Unlike in Ukip and Europe’s other populist parties, Wilder’s number-one target is not the European Union, though he sees Brussels as a den of elite, left-wing multiculturalists who are preventing the Netherlands from closing its borders. Since Brexit, he has been cheerily predicting the EU’s imminent collapse. Instead, his biggest issue is the “Islamisation” of the Netherlands through immigration, and on that score his rhetoric is nothing if not inflammatory.

The Dutch people, he told parliament, “have had enough of burqas, headscarves, blaring minarets, female circumcision, hymen restoration operations, abuse of homo­sexuals, Turkish and Arabic on the buses and trains as well as on town-hall leaflets, halal meat in grocery shops and department stores, sharia exams, the finance minister’s sharia mortgages, and the enormous over-representation of Muslims in the area of crime, including Moroccan street terrorists”.

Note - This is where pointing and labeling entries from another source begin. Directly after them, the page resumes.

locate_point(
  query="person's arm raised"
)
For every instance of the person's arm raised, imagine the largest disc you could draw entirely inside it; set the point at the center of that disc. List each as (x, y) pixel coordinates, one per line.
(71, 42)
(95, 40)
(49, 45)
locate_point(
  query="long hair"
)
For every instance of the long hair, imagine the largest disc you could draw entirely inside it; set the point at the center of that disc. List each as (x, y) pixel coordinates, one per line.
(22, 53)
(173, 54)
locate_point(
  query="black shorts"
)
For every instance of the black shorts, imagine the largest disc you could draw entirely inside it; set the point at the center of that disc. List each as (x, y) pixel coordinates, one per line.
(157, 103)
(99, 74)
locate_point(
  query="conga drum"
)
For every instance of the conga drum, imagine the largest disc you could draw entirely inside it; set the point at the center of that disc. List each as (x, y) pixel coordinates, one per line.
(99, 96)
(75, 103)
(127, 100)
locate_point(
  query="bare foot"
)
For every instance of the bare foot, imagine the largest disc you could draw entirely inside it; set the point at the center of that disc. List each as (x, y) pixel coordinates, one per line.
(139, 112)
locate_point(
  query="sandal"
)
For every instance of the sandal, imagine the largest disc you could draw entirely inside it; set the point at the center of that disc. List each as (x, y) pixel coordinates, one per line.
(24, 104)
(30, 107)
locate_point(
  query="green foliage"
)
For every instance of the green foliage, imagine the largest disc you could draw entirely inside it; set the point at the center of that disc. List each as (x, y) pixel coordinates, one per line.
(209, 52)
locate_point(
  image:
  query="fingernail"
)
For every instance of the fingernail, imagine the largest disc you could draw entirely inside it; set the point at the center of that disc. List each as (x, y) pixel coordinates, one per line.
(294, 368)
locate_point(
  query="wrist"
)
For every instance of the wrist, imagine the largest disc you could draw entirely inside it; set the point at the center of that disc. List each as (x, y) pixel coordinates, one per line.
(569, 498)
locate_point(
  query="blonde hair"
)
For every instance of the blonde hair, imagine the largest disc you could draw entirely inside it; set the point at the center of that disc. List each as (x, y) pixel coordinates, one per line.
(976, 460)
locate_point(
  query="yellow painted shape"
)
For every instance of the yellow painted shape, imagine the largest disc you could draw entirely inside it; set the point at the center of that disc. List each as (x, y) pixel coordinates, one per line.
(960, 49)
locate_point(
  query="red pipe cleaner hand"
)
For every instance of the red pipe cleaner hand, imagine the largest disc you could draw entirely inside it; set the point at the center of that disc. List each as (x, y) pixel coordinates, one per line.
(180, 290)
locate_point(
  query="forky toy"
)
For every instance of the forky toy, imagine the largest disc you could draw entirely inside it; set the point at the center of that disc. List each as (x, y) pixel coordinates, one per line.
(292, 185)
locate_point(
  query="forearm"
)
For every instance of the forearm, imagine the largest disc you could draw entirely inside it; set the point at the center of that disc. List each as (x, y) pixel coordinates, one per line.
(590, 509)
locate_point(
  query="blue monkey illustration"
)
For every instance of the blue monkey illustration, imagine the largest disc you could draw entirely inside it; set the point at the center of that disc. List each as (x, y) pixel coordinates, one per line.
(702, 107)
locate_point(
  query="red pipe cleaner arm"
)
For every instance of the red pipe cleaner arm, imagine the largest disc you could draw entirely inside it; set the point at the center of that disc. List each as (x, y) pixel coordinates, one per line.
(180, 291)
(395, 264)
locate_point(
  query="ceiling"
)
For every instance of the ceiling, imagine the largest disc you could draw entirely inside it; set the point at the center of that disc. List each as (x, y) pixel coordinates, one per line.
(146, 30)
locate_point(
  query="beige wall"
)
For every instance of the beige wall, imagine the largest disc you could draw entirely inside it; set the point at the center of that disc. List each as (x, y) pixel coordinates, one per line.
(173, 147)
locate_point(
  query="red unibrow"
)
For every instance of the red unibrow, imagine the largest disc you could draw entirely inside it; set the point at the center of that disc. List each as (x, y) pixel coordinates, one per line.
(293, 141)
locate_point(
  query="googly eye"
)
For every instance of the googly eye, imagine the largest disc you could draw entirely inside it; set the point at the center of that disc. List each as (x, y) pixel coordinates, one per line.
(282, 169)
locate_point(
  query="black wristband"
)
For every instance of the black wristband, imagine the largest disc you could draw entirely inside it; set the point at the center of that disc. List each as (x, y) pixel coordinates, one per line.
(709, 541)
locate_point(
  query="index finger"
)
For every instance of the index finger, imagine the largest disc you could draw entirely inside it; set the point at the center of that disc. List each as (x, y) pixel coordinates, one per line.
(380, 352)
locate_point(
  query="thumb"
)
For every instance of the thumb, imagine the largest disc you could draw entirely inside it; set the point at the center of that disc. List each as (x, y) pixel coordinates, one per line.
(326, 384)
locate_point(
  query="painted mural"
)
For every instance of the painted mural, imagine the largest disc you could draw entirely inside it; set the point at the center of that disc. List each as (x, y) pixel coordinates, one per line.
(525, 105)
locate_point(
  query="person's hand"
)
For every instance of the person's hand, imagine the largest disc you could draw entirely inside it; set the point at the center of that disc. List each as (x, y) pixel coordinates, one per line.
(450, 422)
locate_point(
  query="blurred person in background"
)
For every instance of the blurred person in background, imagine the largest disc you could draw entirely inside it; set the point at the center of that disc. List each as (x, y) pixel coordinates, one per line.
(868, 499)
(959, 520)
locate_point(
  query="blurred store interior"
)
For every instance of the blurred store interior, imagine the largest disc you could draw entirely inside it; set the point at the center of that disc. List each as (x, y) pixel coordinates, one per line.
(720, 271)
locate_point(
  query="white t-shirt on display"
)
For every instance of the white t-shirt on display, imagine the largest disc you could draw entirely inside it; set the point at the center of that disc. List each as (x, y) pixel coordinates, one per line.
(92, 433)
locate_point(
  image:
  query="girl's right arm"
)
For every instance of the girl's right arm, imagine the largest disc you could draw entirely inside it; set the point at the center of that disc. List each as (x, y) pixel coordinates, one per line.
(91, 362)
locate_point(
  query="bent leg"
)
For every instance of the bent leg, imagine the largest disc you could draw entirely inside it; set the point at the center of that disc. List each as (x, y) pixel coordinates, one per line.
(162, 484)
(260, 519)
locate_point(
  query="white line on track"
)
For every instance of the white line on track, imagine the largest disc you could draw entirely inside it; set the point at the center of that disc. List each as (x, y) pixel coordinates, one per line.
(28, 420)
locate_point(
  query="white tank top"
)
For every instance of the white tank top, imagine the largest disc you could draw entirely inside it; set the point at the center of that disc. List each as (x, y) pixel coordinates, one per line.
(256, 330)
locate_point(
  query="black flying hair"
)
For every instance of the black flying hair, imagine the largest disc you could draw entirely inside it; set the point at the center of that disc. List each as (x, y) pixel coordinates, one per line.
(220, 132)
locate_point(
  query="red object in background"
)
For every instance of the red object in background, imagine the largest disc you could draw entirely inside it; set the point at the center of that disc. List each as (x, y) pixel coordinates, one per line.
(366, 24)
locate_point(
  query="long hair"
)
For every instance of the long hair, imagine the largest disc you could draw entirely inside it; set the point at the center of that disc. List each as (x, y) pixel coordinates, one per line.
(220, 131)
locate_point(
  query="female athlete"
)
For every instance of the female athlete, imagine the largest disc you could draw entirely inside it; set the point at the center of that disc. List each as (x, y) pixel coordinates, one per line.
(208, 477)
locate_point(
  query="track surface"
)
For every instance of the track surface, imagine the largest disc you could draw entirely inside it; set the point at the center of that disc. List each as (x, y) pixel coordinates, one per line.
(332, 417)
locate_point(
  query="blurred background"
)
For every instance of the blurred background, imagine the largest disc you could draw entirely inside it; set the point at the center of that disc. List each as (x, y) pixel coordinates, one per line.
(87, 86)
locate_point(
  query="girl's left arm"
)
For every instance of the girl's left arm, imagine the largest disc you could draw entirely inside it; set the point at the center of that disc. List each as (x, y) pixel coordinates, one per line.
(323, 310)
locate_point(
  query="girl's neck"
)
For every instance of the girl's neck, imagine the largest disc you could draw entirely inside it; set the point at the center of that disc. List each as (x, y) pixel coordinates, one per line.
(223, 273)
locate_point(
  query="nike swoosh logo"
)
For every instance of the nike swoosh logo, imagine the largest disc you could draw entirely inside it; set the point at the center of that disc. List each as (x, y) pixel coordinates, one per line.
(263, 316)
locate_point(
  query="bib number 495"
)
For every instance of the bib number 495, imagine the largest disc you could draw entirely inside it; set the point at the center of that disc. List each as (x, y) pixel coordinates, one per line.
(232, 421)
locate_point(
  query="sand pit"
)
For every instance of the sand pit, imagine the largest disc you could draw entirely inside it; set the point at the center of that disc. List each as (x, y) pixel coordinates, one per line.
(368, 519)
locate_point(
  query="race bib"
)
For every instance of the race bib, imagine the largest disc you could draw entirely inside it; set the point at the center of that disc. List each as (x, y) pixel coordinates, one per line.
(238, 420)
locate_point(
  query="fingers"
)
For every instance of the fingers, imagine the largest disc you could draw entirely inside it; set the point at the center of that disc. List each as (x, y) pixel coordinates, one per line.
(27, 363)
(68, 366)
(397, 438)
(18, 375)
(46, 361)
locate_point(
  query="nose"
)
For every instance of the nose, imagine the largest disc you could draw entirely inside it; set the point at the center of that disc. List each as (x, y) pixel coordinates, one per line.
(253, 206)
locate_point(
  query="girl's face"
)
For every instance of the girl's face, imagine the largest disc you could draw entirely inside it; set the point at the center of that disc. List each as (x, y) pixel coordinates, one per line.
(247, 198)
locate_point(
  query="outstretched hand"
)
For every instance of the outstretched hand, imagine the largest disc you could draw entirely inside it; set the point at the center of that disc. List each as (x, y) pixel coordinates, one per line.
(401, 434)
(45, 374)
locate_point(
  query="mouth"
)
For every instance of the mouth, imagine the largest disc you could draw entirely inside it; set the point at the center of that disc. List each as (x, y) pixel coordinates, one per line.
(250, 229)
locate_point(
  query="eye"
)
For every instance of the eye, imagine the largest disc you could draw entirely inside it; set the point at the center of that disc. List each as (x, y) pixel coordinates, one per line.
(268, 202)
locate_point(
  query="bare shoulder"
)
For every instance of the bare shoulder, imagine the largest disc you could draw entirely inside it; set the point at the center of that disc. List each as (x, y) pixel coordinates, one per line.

He calls mosques “hate palaces”. He calls young Muslim men “street terrorists” and “testosterone bombs” who endanger Dutch women. He calls hijabs “head rags” and has proposed a tax on those who wear them in public places, with the proceeds to go towards women’s emancipation. He claims that Muslims beat up homosexuals, and that blonde women in the Netherlands have become afraid to show their hair in the street lest they be abused.

He applauded Donald Trump’s recent attempt to ban visitors from seven predominantly Muslim countries, regretting only that he had not added Saudi Arabia to the list. And he abhors “cultural relativism”, insisting that Western culture, based on Judaeo-Christian and humanist values of freedom, democracy and tolerance, is far superior to Muslim cultures. Curiously for a supposedly right-wing politician, he supports gay, women’s and animal rights, perhaps because Islam does not.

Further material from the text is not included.